Maybe questioning the stock market's big rally over the last couple of months is a foolish thing.

Markets, after all, are supposed to be better prognosticators than people are. They are a huge meeting of minds -- thousands of people stepping up to the table and throwing down their chips on what they think will happen. So while you may not believe that the economy and corporate profits are going to put on an amazing recovery next year, you should know that your opinion is at odds with the stock market.

But at least the corporate bond market is your friend.

Don't Fight the Tape

A good read on fixed-income investors' assessment of the economy comes from quality spreads -- the difference between Treasury bond yields and corporate yields. When the economy is looking good, corporate debt looks like a less-risky investment and spreads narrow. When times get tough and the possibility of defaults increase, spreads widen.

With the economy on the outs, those spreads were already wide before Sept. 11. In the three weeks that followed, they got as wide as they have been since 1982. Since then, they have contracted only marginally.

1982 Redux?
Tracking the spread between the Moody's Baa Index and 10-year Treasuries

Source: Federal Reserve

"You have equities rebounding, but the quality spreads in the bond market aren't quite singing the same tune," says Bill Sterling, chief investment officer at Trilogy Advisors. "If you're not confused now, you're not paying attention."

Although there are some extraordinary factors contributing to the widening in quality spreads (like Treasuries' traditional role as a safe-haven asset), in general they are the result of the bond market's more jaundiced view of the economy, according to Raymond James chief economist Scott Brown. "Bond investors tend to be a little more conservative," he says. "They want to see some proof the economy is getting better."

They are also, says Brown, more worried than their counterparts in the equity market about what future cash flow is going to look like. With capacity still abundant and burgeoning layoffs sure to cut into demand, it will take time for companies to regain their strength. Moreover, the bond market tends toward orthodoxy when it comes to looking at corporate balance sheets, watching the actual bottom line rather than the bottom line that would have been but for the cost of doing business.

Your Friend, the Trend

That conservatism has been spot-on so far. In the past year, stocks have seen a number of rallies on the belief that everything was going to be set right "in the next six months." But while the equity market was busy betting its bottom dollar that tomorrow there'll be sun, over in corporate bond land, quality spreads steadily kept widening.

This is not to say that the corporate bond market might not have it wrong now.

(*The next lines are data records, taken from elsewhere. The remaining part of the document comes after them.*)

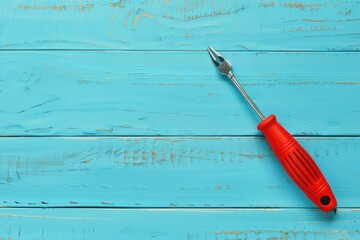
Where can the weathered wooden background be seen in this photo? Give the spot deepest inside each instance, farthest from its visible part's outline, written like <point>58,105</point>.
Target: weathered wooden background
<point>115,124</point>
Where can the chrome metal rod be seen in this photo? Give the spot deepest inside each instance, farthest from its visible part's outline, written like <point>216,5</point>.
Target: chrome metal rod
<point>246,96</point>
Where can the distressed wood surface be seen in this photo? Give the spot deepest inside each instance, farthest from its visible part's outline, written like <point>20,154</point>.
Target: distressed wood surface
<point>175,93</point>
<point>135,76</point>
<point>191,224</point>
<point>166,172</point>
<point>186,25</point>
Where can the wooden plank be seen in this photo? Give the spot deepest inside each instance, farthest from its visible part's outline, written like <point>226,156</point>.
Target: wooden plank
<point>192,224</point>
<point>175,93</point>
<point>185,25</point>
<point>166,172</point>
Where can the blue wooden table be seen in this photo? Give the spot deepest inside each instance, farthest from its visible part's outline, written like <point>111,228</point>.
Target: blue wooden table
<point>115,124</point>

Even if you don't think the economy is on the brink of recovery, it's hard to believe we're in the midst of a recession as crushing as the one in 1982.

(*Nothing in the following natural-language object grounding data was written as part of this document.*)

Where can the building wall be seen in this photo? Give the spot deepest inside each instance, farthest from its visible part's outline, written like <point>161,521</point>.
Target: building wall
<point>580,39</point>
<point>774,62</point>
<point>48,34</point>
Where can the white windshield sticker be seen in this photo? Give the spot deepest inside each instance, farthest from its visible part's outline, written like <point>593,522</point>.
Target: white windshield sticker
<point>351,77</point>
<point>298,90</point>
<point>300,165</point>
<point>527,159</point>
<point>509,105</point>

But if the corporate bond market is wrong, then maybe the message isn't that you should be buying stocks, but that you should be buying corporate bonds.

Patrick Kennedy, a bond portfolio manager at Pitcairn Trust in Jenkintown, Pa., says he has been steadily adding to corporate positions while lightening up on Treasury and mortgage-backed bonds. "You just look at these spreads," he says, "and this has to be enticing."